St. Louis Business Journal Op-Ed from March 7, 2022
Michael P. McMillan, President & CEO, The Urban League of Metropolitan St. Louis, Inc.
For too many in our community – and throughout the state – public transportation is the sole means by which they can get where they need to go. In rural Missouri where access to healthcare continues to be challenging, public transportation is an absolute necessity and without it, we will continue to see health inequities grow. In the urban core, thousands of St. Louisans rely on public transportation every day to get to work, school, the grocery store, doctor appointments and more. This truth is underscored by a new report released by the Alliance for a Just Society, the Labor Network for Sustainability and TransitCenter, stating that black and brown people across the country are more likely to count on public transit as their primary transportation option and are more likely to use public transportation to get to work.
As President and CEO of the Urban League, I see the toll that lack of access to reliable public transportation has on the families we serve. Missed doctor’s appointments, sporadic mental wellness visits, long rides just to get to a grocery store. Residents of North City and North County who rely on transit for job access, have in many cases a 2-plus hour, multi-transfer, one-way trip to work. We must advocate for more public transportation options, not fewer.

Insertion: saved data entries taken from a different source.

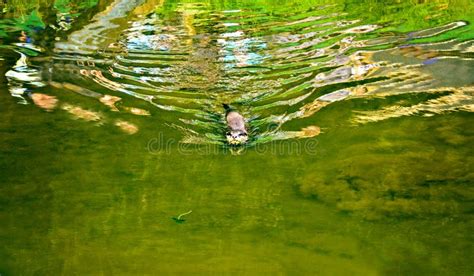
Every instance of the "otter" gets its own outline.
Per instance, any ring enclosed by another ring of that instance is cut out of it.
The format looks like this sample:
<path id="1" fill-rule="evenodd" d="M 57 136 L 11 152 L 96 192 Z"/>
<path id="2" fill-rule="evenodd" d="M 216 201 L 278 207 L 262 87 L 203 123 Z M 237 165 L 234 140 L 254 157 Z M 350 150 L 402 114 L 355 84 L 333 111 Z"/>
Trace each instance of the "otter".
<path id="1" fill-rule="evenodd" d="M 245 128 L 244 116 L 233 110 L 229 105 L 223 104 L 225 109 L 225 119 L 227 122 L 226 138 L 230 145 L 241 145 L 247 142 L 248 134 Z"/>

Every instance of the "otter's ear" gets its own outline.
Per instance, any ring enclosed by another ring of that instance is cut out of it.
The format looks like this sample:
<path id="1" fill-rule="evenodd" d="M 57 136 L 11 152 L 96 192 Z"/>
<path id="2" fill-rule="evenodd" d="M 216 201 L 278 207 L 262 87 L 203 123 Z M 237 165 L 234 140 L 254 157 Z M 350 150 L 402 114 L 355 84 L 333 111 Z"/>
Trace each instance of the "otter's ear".
<path id="1" fill-rule="evenodd" d="M 225 136 L 230 136 L 230 131 L 227 131 L 227 132 L 225 133 Z"/>

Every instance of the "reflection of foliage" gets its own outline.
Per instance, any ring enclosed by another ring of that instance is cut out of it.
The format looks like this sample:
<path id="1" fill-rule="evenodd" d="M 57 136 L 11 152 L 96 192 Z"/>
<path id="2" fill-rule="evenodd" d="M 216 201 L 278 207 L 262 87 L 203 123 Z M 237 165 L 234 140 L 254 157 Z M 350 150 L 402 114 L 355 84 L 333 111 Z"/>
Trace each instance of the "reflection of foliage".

The 2018 Northside-Southside Corridor Alternative Analysis determined that light rail was the locally preferred alternative in that corridor and the current study will be examining new technological options for light rail possibilities in St. Louis City and St. Louis County. Greater access to public transit translates to greater accessibility for residents, resulting in resiliency, economics, equality, improved health and environmental outcomes, and the ability to attract and retain business. Investments in public transit contribute to economic opportunity for all working people.
In fact, The Forward through Ferguson Report also identified light rail expansion as one strategy to foster this economic opportunity and to improve equity in the region.

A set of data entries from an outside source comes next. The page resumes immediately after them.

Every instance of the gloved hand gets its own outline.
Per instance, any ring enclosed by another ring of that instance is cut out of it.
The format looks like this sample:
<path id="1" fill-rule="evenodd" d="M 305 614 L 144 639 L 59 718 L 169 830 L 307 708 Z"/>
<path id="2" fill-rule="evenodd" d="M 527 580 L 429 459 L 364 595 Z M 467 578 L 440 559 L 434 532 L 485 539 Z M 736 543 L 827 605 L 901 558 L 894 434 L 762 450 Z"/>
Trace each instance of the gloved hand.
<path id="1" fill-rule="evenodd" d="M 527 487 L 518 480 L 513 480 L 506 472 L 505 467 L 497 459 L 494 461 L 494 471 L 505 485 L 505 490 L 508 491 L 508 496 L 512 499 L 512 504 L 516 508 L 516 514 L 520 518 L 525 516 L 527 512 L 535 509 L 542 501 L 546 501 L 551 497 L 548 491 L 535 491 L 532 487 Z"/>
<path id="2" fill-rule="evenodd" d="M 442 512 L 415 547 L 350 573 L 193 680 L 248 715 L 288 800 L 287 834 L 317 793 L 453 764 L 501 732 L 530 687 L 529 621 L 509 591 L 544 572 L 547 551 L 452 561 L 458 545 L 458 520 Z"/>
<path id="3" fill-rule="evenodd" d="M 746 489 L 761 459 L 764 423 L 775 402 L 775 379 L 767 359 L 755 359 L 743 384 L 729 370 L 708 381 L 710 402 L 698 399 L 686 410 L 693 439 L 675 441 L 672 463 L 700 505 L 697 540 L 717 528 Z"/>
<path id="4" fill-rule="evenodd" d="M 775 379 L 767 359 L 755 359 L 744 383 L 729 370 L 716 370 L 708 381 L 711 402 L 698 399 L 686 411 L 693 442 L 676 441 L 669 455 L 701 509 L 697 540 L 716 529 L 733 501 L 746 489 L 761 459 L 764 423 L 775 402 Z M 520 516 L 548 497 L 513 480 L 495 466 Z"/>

North St. Louis County has been disinvested in for decades and a large-scale, public works investment like MetroLink would go a long way in jumpstarting development, jobs and increased accessibility for the area. Light rail is a proven catalyst for development. We can see the impact of public transit in the central corridor – areas like the Central West End and Midtown St. Louis are booming with the help of MetroLink. Plus, millions in investments are underway next to the Forest Park-DeBaliviere Transit Center. Yet, not everybody is celebrating that success.
We must invest in robust public transit if we want to build an economically resilient and racially equitable region. And now is the time. The availability of federal funding through the $1.2 trillion Infrastructure Investment and Jobs Act, which provides $91 billion in funding for transit, presents a unique opportunity that didn’t exist previously. Now is the time to seize the opportunity.